Females who are sexually active are more at risk for anaemia.
Female anaemia is a serious health issue in developing nations. According to World Health Organisation estimates, anaemia prevalence ranged from 35% to 75% globally, with a mean of 56%.
The frequency of anaemia is around 50% in India. The risk of anaemia is highest among sexually active females. According to data from the National Family Health Survey-3, anaemia affects 65.3% of women between the ages of 15 and 49.
Assessing anaemia is crucial because it increases the risk of pregnancy-related complications like preterm delivery or low birth weight babies, as well as burdens the mother by making it more difficult for her to fight infections and increasing the likelihood of blood loss during labour.
Anaemia, a serious public health problem for low and middle-income countries (LMICs), affects more than 500 million women of reproductive age and has a long-term negative impact on women’s health, the health of their children, and economic development.
In women of reproductive age, anaemia is defined as having a haemoglobin level of less than 11 g/dL. Some ladies have a tendency to adhere to a variety of internet fad diets in their quest to achieve a zero-figure body image.
Lack of micronutrients such iron, zinc, vitamin B12, vitamin A, and folic acid, which are linked to inadequate food intake, is the main predictor of anaemia.
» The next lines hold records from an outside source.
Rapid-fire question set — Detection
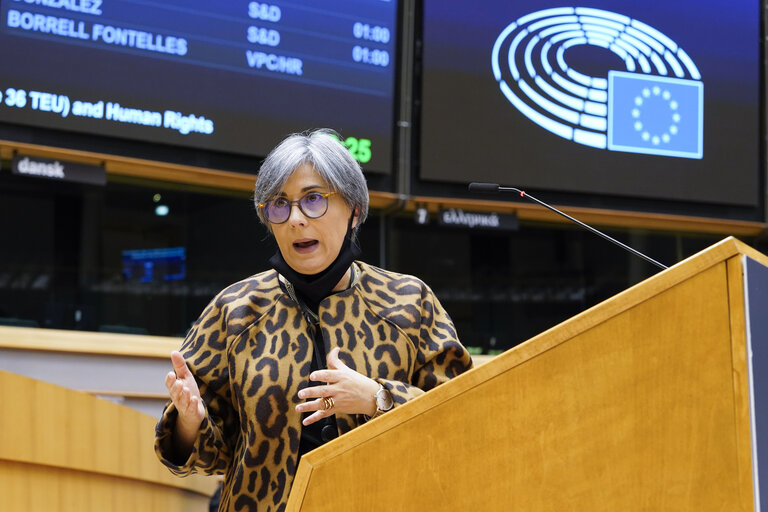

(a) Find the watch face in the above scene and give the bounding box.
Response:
[376,388,394,411]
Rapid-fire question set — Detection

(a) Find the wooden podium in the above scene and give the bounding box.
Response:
[0,371,217,512]
[287,238,768,512]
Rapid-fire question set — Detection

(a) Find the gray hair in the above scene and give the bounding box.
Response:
[253,129,368,233]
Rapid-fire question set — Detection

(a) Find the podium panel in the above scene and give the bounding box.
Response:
[288,239,768,511]
[0,371,217,512]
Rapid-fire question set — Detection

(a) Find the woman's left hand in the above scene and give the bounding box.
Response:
[296,347,379,426]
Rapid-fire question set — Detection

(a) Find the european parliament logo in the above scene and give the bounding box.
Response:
[608,71,704,158]
[491,7,704,158]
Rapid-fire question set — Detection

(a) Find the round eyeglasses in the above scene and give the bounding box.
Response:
[256,192,336,224]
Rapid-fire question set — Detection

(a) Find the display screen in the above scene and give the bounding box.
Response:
[0,0,397,173]
[123,247,187,283]
[420,0,762,207]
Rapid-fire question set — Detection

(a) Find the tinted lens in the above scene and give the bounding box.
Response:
[299,193,328,219]
[264,199,291,224]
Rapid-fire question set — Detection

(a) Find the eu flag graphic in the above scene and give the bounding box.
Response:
[608,71,704,158]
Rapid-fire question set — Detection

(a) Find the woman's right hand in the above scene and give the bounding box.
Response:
[165,350,205,453]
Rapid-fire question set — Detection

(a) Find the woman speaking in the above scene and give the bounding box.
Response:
[155,130,472,511]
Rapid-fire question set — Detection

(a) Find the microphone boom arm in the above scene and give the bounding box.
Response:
[469,183,667,270]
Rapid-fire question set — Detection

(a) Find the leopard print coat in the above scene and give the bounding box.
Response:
[155,262,472,511]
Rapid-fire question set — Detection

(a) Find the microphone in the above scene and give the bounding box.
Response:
[469,182,667,270]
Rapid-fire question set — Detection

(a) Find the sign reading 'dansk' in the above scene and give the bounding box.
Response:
[11,155,107,185]
[438,208,519,231]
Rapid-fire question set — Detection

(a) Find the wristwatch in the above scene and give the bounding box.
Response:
[371,384,395,418]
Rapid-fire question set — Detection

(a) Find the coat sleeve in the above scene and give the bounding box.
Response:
[155,294,239,476]
[376,283,473,406]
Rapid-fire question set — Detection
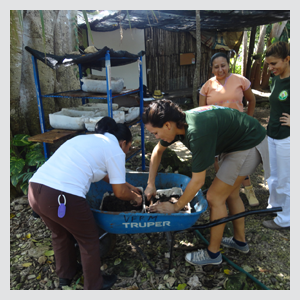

Additionally, extensive study has shown that a low socioeconomic status and illiteracy are significant risk factors for anaemia in females.
Women with lack education often have limited knowledge of the nutritional value and quality of the meals they eat. Women who have a high fertility rate, physically demanding jobs, parasite infections, and irregular periods are all related causes of anaemia.
Women of reproductive age who suffer from anaemia experience a number of serious negative effects, such as decreased production due to reduced work capacity, cognitive impairment, increased susceptibility to infections due to its impact on immunity, stillbirth/miscarriage, and maternal mortality.
In addition, anaemia in women of childbearing age may result in infant/child mortality as well as other unfavourable foetal and neonatal outcomes such preterm birth, low birth weight, and a depletion of the newborn’s iron stores.
For the prevention and management of anaemia at all stages of life, below is a list of nutrition-specific treatments. Try taking supplements, especially those containing zinc, vitamin B12, folate, provitamin A, vitamin C, and vitamin E. Add powdered micronutrients to your diet. Improve the diversity and quality of diets. Promote the use of iron pots and a healthy diet.